Все, кроме нервного юного Иллариона, словно загипнотизированного Дашиной улыбкой, отвернулись: кто в чашку с чаем уткнулся, кто ногти себе осматривать начал; даже Георгий к столу спиной встал, а через секунду и вовсе вышел из комнаты на кухню. Даша порывисто погладила Стаса по рукаву пиджака.
— Милый, добрый Стасик! Простите великодушно. Вот — уговорила человека во влюбленного поиграть… А разве в такое играют? Да еще ни с того ни с сего? Чего уж там темнить… Не проведешь их, родименьких наших…
— Значит, что же… не муж?! — выкрикнул, захлебываясь от волнения и неосознанной радости, мальчик и дорогих джинсах.
— Значит, не муж. Где уж нам уж выйти замуж.
— И не жених даже?! — взвизгнул юнец то ли обиженно, то ли восторженно.
— Да господь с тобой, Ларик! Чего уж так волноваться-то? — подала из-за самовара продубленный «Беломором», тяжеловесный голос Ксения Авксентьевна. — Уроки-то на сегодня приготовил? Без тебя-то разве не выяснят, кто кому кем доводится?
— Да как же, как же им не стыдно врать-то?! — вспыхнул паренек еще ярче, бросая гневные взгляды теперь уже в сторону Стаса.
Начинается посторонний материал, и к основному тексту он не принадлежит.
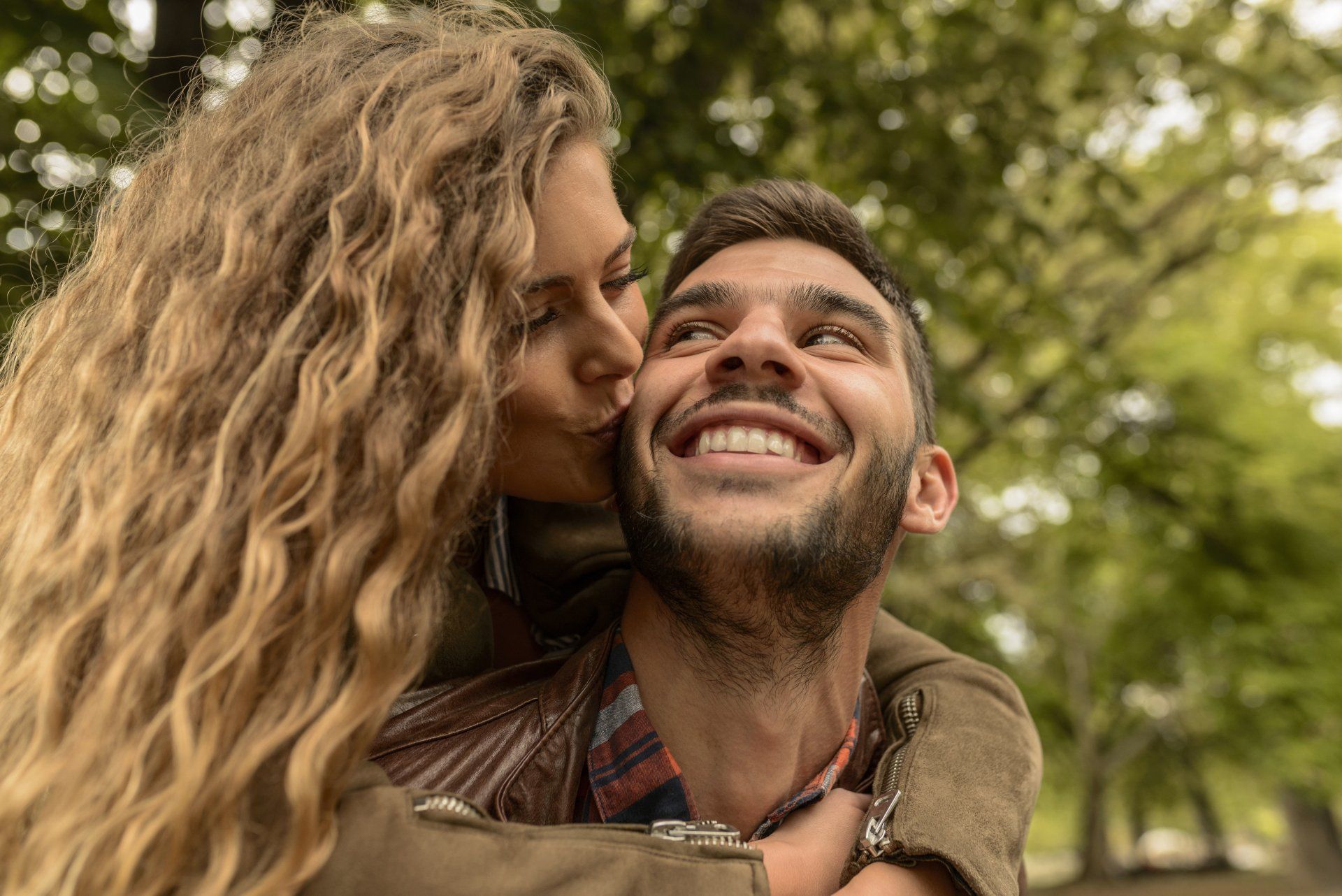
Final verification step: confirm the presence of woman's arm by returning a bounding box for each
[859,610,1043,896]
[303,762,867,896]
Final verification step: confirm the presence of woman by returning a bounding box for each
[0,4,1036,893]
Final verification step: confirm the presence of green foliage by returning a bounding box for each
[0,0,1342,874]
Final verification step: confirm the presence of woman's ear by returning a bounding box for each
[899,445,960,535]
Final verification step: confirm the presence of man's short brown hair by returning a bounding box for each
[662,180,937,444]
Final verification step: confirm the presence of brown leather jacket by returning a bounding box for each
[370,626,887,825]
[324,502,1041,896]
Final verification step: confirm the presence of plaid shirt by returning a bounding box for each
[573,632,862,839]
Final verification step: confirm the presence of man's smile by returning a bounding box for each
[663,401,835,472]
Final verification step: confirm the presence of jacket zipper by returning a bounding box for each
[878,691,922,794]
[858,691,922,860]
[412,793,484,818]
[411,793,754,849]
[648,818,754,849]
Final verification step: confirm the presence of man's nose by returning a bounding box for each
[579,296,643,382]
[706,315,807,390]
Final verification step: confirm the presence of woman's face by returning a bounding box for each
[494,142,648,502]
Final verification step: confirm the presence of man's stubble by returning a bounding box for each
[616,384,916,693]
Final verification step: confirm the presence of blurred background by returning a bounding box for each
[0,0,1342,896]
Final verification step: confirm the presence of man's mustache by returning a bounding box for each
[652,382,852,454]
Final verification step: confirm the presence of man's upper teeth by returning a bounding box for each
[695,426,801,460]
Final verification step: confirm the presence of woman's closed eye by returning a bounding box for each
[601,267,648,292]
[522,267,648,333]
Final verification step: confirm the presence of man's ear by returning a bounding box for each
[899,445,960,535]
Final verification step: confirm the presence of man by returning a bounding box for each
[375,181,1037,893]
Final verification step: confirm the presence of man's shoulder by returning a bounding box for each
[369,622,609,817]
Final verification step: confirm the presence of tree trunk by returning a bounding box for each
[143,0,205,108]
[1063,636,1116,880]
[1282,788,1342,886]
[1180,747,1231,868]
[1081,763,1118,880]
[1127,786,1148,868]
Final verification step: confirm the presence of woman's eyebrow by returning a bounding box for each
[522,222,639,295]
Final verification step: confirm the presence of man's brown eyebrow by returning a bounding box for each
[522,224,639,295]
[648,280,895,343]
[789,283,895,340]
[648,280,739,334]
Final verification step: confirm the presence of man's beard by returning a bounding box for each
[616,384,916,693]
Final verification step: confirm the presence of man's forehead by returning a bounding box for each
[677,239,895,324]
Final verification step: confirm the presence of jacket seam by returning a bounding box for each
[494,628,614,821]
[369,696,540,759]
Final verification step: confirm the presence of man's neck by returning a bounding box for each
[623,575,883,836]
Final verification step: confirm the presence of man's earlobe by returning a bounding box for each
[899,445,960,535]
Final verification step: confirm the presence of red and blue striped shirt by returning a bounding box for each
[573,630,862,839]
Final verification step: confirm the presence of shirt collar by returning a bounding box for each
[579,630,884,839]
[484,495,522,606]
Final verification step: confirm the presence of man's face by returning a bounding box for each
[617,239,944,665]
[623,239,914,544]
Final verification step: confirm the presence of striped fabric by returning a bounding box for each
[484,495,582,653]
[484,495,522,606]
[573,632,862,839]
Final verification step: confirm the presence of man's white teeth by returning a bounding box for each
[694,426,805,460]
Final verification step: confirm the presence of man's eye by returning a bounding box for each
[667,324,718,346]
[801,327,862,347]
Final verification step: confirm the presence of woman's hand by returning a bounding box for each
[756,788,871,896]
[837,861,958,896]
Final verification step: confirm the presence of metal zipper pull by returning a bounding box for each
[858,790,903,860]
[648,818,754,849]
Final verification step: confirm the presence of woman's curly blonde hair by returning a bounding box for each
[0,3,614,896]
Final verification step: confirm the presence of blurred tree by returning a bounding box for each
[0,0,1342,877]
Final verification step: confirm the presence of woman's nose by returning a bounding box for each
[579,298,647,382]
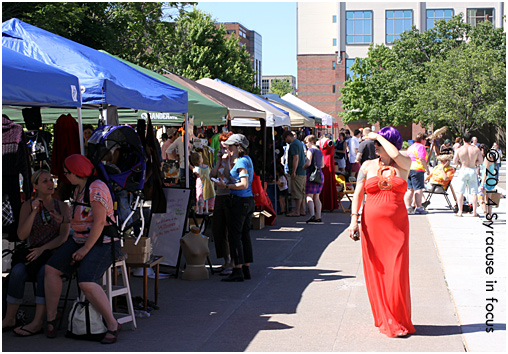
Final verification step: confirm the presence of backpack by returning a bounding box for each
[65,300,107,341]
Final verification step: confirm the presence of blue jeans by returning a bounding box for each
[7,263,46,305]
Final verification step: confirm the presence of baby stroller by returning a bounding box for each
[87,125,146,244]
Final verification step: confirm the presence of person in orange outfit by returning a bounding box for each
[349,127,415,337]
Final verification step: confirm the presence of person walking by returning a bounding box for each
[348,129,362,177]
[349,127,415,337]
[303,134,324,224]
[210,132,233,275]
[478,144,499,215]
[453,132,483,216]
[217,134,255,282]
[356,128,377,165]
[282,130,306,217]
[404,133,430,214]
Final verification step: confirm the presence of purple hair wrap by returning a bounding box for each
[378,127,402,150]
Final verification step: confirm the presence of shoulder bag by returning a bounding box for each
[65,300,107,341]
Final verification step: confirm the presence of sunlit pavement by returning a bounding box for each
[2,164,506,352]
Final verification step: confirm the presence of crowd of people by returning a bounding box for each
[2,114,502,344]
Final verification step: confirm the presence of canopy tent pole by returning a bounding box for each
[272,127,277,215]
[77,107,85,156]
[183,113,189,189]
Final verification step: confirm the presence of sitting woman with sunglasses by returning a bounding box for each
[44,154,120,344]
[349,127,415,337]
[2,169,69,337]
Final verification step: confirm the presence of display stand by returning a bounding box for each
[148,188,191,266]
[175,203,214,279]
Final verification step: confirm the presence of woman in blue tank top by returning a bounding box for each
[217,134,255,282]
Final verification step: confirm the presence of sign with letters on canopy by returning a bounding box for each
[148,188,190,266]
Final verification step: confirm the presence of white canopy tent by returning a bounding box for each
[282,93,333,126]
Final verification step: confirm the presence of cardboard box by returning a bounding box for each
[252,210,272,230]
[122,237,152,263]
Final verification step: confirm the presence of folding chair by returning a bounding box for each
[422,183,457,210]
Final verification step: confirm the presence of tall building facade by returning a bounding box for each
[261,75,296,95]
[217,22,263,87]
[297,2,505,139]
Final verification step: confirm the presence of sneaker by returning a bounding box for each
[415,207,427,214]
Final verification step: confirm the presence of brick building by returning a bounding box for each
[297,2,504,140]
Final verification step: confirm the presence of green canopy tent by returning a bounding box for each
[106,51,228,125]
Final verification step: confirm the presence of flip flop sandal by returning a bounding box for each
[13,327,44,337]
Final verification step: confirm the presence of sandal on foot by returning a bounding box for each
[45,318,56,338]
[101,323,122,344]
[13,326,43,337]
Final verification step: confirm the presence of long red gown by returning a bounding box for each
[361,176,415,337]
[318,139,339,210]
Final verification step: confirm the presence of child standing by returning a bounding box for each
[190,152,215,214]
[276,166,288,215]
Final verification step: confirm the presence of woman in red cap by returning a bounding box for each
[44,154,120,344]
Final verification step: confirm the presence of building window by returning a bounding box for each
[346,11,372,44]
[467,9,494,26]
[427,9,453,30]
[346,58,355,80]
[386,10,413,43]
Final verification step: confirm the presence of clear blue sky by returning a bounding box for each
[197,1,297,77]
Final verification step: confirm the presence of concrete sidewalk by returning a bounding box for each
[2,202,468,352]
[427,172,507,352]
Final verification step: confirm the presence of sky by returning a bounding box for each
[196,1,297,77]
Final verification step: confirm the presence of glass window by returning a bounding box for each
[386,10,413,43]
[427,9,453,30]
[467,9,494,26]
[346,58,355,80]
[346,11,372,44]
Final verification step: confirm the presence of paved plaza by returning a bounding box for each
[2,164,506,352]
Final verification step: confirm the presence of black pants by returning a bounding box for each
[212,195,231,258]
[228,196,255,265]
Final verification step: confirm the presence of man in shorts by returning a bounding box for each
[404,133,430,214]
[282,131,306,217]
[453,133,483,216]
[348,129,362,177]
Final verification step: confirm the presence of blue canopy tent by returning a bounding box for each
[2,18,188,181]
[2,47,81,108]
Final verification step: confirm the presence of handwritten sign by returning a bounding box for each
[148,188,190,266]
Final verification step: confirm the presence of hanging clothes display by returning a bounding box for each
[318,138,338,210]
[2,115,32,242]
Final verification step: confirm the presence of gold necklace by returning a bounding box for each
[377,157,395,191]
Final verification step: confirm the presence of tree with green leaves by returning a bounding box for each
[341,14,506,134]
[166,9,259,92]
[270,79,293,97]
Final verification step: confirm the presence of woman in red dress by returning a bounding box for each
[349,127,415,337]
[318,137,339,211]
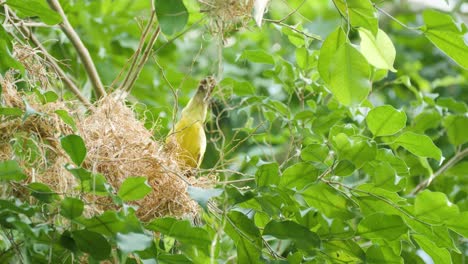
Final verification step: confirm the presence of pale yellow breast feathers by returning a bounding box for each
[166,77,216,168]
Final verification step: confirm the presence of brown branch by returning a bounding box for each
[47,0,106,98]
[8,7,92,109]
[125,26,161,91]
[411,148,468,195]
[120,11,156,91]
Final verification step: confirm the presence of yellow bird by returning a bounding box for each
[166,77,216,168]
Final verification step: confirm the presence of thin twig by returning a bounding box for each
[120,11,156,91]
[125,26,161,91]
[411,148,468,195]
[5,10,92,109]
[47,0,106,98]
[263,18,323,41]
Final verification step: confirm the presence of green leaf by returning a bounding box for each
[240,50,275,65]
[60,197,84,219]
[445,211,468,237]
[323,239,366,263]
[328,43,372,106]
[146,217,211,253]
[187,186,223,210]
[0,24,24,72]
[80,211,125,236]
[333,160,356,177]
[331,133,377,168]
[28,182,59,203]
[359,28,396,72]
[443,115,468,146]
[279,162,320,190]
[301,144,330,162]
[318,27,348,83]
[154,0,189,35]
[6,0,62,25]
[55,109,77,131]
[116,232,153,254]
[117,177,153,202]
[225,211,262,246]
[224,211,262,263]
[255,162,280,187]
[60,135,86,166]
[333,0,379,35]
[72,229,111,260]
[366,105,406,136]
[412,234,452,264]
[366,245,404,264]
[405,217,462,251]
[414,190,459,224]
[422,9,468,69]
[395,132,442,160]
[358,213,408,240]
[0,106,23,116]
[302,183,352,219]
[263,220,320,252]
[0,160,28,181]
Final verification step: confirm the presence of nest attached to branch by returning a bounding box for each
[0,44,203,221]
[198,0,254,37]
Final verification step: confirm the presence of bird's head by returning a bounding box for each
[182,76,216,121]
[195,76,216,103]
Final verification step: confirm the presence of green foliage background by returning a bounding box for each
[0,0,468,263]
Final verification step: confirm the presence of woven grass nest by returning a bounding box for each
[0,44,210,221]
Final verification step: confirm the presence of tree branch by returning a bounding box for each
[8,7,92,109]
[411,148,468,195]
[47,0,106,98]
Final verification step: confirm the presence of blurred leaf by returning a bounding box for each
[443,115,468,146]
[240,50,275,64]
[333,0,379,35]
[331,133,377,169]
[154,0,189,35]
[117,177,153,202]
[366,105,406,136]
[0,106,23,116]
[301,144,330,162]
[328,43,372,106]
[28,182,59,203]
[116,232,153,254]
[263,220,320,252]
[422,9,468,69]
[255,162,280,187]
[6,0,62,25]
[359,28,396,72]
[357,213,408,240]
[366,245,404,264]
[395,132,442,160]
[60,135,86,166]
[80,211,125,236]
[187,186,223,210]
[146,217,211,254]
[302,183,352,220]
[318,27,348,83]
[0,25,24,72]
[411,234,452,264]
[414,190,459,224]
[333,160,356,177]
[446,211,468,237]
[72,229,111,260]
[279,162,320,190]
[60,197,84,220]
[0,160,28,181]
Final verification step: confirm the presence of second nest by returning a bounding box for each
[0,69,198,221]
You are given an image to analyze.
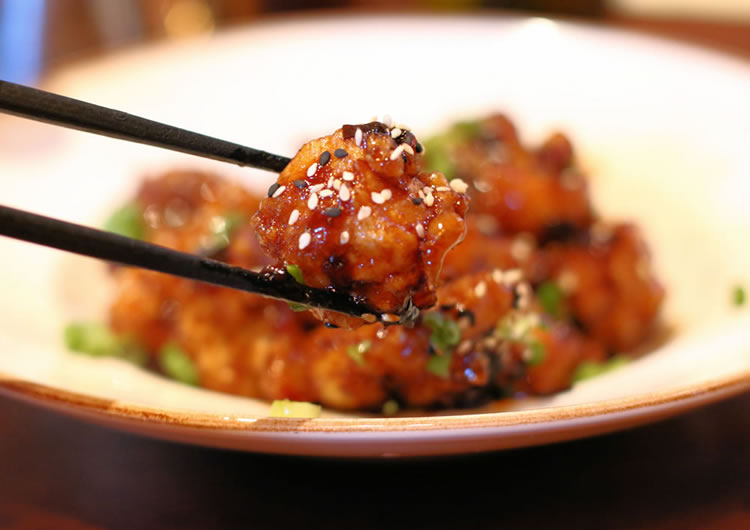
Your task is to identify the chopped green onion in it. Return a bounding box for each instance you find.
[63,322,148,366]
[526,340,547,366]
[732,285,745,307]
[382,399,400,416]
[424,121,481,180]
[536,282,565,318]
[271,399,322,418]
[573,355,630,383]
[204,212,246,254]
[104,202,146,239]
[159,343,199,386]
[426,352,453,378]
[346,339,372,366]
[286,263,305,285]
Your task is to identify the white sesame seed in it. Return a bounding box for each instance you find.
[299,232,312,250]
[289,209,299,226]
[450,179,469,193]
[391,144,406,160]
[357,206,372,221]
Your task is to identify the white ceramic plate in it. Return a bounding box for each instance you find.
[0,17,750,456]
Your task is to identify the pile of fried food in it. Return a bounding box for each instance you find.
[69,115,664,411]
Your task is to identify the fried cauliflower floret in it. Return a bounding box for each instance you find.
[253,122,468,327]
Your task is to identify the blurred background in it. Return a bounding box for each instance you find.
[0,0,750,84]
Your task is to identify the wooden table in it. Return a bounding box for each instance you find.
[0,14,750,530]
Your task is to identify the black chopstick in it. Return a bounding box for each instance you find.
[0,81,289,173]
[0,206,400,321]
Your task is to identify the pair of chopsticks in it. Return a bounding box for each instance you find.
[0,81,390,319]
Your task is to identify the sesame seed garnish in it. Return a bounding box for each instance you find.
[299,232,312,250]
[391,144,406,160]
[357,206,372,221]
[450,179,469,193]
[289,209,299,226]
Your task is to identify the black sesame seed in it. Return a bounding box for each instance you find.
[318,151,331,166]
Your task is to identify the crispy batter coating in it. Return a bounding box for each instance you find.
[253,122,468,325]
[104,116,664,411]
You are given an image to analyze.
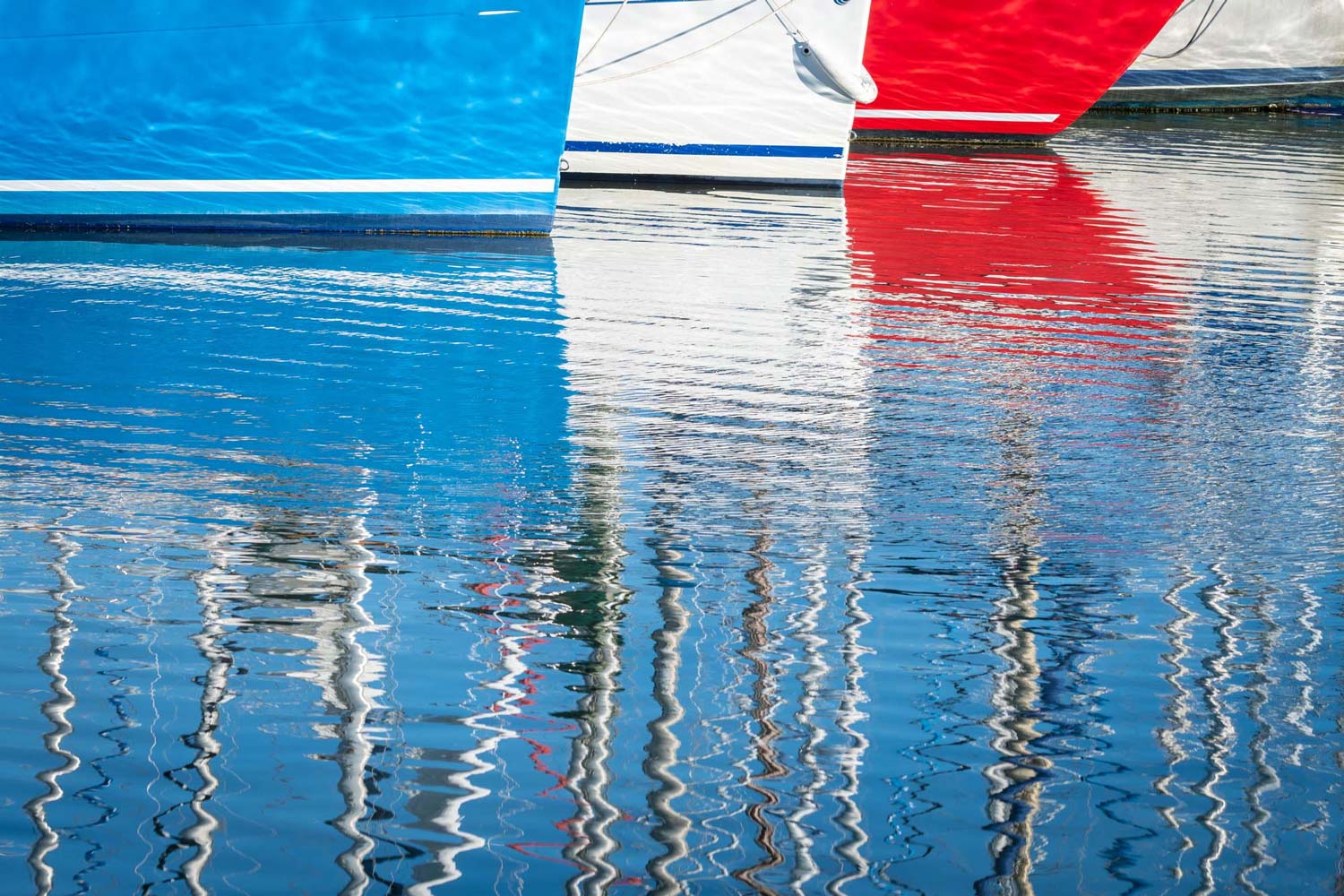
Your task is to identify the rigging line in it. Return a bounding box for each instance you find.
[574,0,631,68]
[765,0,808,43]
[1142,0,1228,59]
[574,0,797,87]
[575,0,757,78]
[0,11,478,40]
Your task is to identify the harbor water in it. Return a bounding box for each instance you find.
[0,116,1344,896]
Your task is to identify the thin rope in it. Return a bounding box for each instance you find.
[574,0,631,68]
[1142,0,1228,59]
[574,0,797,87]
[574,0,760,78]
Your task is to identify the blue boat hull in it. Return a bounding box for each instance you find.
[0,0,583,232]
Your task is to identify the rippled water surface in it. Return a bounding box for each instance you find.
[0,118,1344,896]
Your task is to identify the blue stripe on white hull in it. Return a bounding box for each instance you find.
[0,0,582,231]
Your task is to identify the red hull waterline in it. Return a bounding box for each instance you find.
[855,0,1182,140]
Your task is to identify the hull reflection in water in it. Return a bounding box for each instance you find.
[0,114,1344,896]
[556,185,873,893]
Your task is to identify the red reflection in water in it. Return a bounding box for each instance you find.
[857,0,1180,135]
[846,153,1185,358]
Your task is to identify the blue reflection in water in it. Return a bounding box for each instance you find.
[0,119,1344,895]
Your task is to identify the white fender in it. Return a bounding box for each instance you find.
[793,40,878,103]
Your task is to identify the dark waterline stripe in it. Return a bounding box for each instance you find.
[1116,65,1344,87]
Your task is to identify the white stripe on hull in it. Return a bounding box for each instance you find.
[854,108,1059,124]
[564,151,849,184]
[0,177,556,194]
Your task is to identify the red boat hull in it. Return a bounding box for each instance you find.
[855,0,1180,140]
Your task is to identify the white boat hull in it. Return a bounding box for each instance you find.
[562,0,870,184]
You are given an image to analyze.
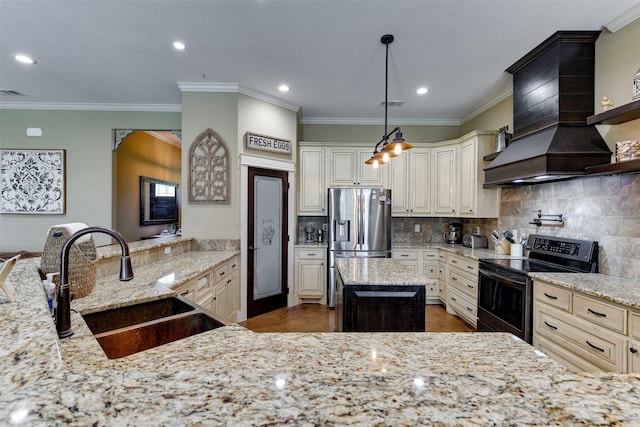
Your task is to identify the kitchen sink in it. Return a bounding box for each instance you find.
[82,297,225,359]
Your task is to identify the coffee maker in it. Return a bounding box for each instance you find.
[442,222,462,245]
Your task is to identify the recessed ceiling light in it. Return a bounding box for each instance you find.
[13,54,36,64]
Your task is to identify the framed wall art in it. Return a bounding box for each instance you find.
[0,149,66,215]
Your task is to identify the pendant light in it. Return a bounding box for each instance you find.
[364,34,412,168]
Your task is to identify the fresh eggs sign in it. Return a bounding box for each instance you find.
[245,132,291,154]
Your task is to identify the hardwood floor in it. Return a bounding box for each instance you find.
[240,304,475,332]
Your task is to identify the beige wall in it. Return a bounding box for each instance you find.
[299,125,463,144]
[0,110,180,252]
[182,93,297,239]
[114,131,182,241]
[464,20,640,280]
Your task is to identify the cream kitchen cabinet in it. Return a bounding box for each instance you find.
[296,147,327,216]
[294,247,327,303]
[327,148,389,188]
[438,251,447,306]
[211,256,240,322]
[457,132,500,218]
[383,147,432,216]
[533,280,635,372]
[447,254,478,328]
[627,312,640,374]
[391,249,422,273]
[422,249,440,304]
[432,144,458,216]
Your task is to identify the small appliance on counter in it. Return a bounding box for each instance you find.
[462,234,489,249]
[442,222,462,245]
[304,226,315,243]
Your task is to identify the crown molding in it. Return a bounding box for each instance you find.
[604,4,640,33]
[460,86,513,124]
[300,117,461,126]
[178,82,300,111]
[0,102,182,113]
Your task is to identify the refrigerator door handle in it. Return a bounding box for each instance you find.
[357,192,364,245]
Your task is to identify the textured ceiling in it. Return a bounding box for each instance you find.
[0,0,640,124]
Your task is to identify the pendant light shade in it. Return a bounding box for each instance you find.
[382,130,413,157]
[364,34,412,168]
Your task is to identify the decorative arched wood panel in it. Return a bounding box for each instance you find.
[189,129,231,204]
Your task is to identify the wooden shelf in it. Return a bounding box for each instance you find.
[585,159,640,176]
[587,99,640,125]
[482,151,502,162]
И тут Даша придвинулась к мальчику, ласково погладила длинные волосы Ларика, бледными сосульками свисавшие с остроконечной головы. Представляя его Стасу, произнесла:
— Это Илларион. Понимаете, Стасик, его нельзя обманывать, даже из добрых побуждений. Все уже привыкли, притерпелись ко лжи, а Ларик не привыкает. И никогда не привыкнет! И запросто может умереть, отравиться ложью…
— А себя, себя-то вам не жалко?! — вспыхнул последний раз усыпленный Дашиными руками Илларион.
Наконец-то все чинно вокруг стола расположились, приглушенно чай втягивать принялись. И тут как расплата за обман, как наказание за насмешку над Любовью на миг в комнате, а может, и во всем мире возникла тишина звенящая… От неожиданности, от удара по нервам тишиной металлической каждому друг на друга посмотреть захотелось, но никто на это не отважился. Словно холодом из вселенной на них дохнуло, и какой-то как бы зигзаг ледяной трещиной по их ощущениям прошелся, парализовав на мгновение жар жизни, но сразу же и отпрянул, дав отдышаться и вновь приступить к постижению непостижимого, то есть Времени, Бытия.
Глава третья. Башня
Художник, который в свое время добровольно из дробовика стрелялся, обладал, помимо прочих особенностей, эксцентрической привычкой посылать своим знакомым крикливые телеграммы; не те банальные, поздравительные, а самые что ни на есть неожиданные, по любому незначительному поводу, и всегда — надрывные, истошные. Другой бы на его месте из телефонной будки за две копейки нужному человеку позвонил: так, мол, и так, а этот, натура художественная, истеричная, моментально телеграмму отбивал. И чаще всего обстреливал он своими визгливыми депешами доверчивую, участливую Дашу. Стремительно садилась она за руль семейного автомобильчика и сломя голову неслась на отчаянный призыв самоубийцы-неудачника, самоубийцы, так сказать, дилетанта. Не раз во время этих срочных вызовов подвергала себя смертельной опасности, превышая дозволенную скорость.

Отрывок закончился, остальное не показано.